Fabrication of high-transmittance ITO conducting films on PC substrates using multi-target sputtering

• Main Authors: Shui-Wen Li, 李水文
• Other Authors: 武東星
• Format: Others
• Language: zh-TW
• Published: 2012
• Online Access: http://ndltd.ncl.edu.tw/handle/49333838303369269578

碩士 === 國立中興大學 === 材料科學與工程學系所 === 100 === In this study, the multi-target and dual-power (DC & RF) magnetron sputtering system was adopted to deposit anti-reflective films (SiO2 and TiO2) and transparent conducting film (indium-tin oxide, ITO) on polycarbonate substrates for touch plane applications. Before simulating the optical performance of this functional coating, the single-layer material such as SiO2, TiO2 and ITO was deposited on the Si substrates to acquire the corresponding reflectivity, absorptivity and refractive index data using an ellipseometer.
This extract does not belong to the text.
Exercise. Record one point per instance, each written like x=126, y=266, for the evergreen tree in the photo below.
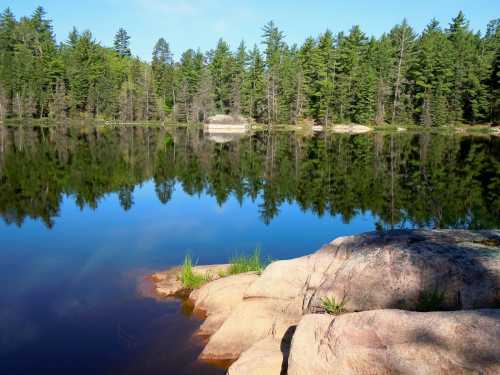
x=122, y=43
The polycarbonate substrates were cleaned using O2 plasma before each coating process. The optical multilayer coatings were deposited with various process parameters such as sputtering power, substrate temperature and working pressure. The resistivity, transmittance, microstructure and mechanical characteristics of optical thin films were measured to evaluate the performance.In this work, the macromolecule polymer substrate (polycarbonate) with an endurance temperature of 100-130℃was used to replace the conventional glass substrate due to its lower cost. Since the ITO thin film has high transmittance (in the visible region) and low resistivity, the ITO thin film deposited on PC substrate can act as a potential structure for touch plane applications. Under optimum deposition conditions, where the working temperature, RF power, Ar and O2 flow rates were controlled on room temperature, 1.6 KW, 300 sccm and 2.2 sccm, respectively, the 20 nm ITO thin film with sheet resistivity of 300-600 Ω/□ and visible light transmittance of 88% was achieved. The successive ITO and anti-reflective coating process within the same multi-target and sputtering system, the transmittance of this functional coating can be improved to 91%. By integrating the cover glass, cover lens and adhesion glue, the developed functional multilayer (ITO with antireflection) shows high potential in touch panel applications.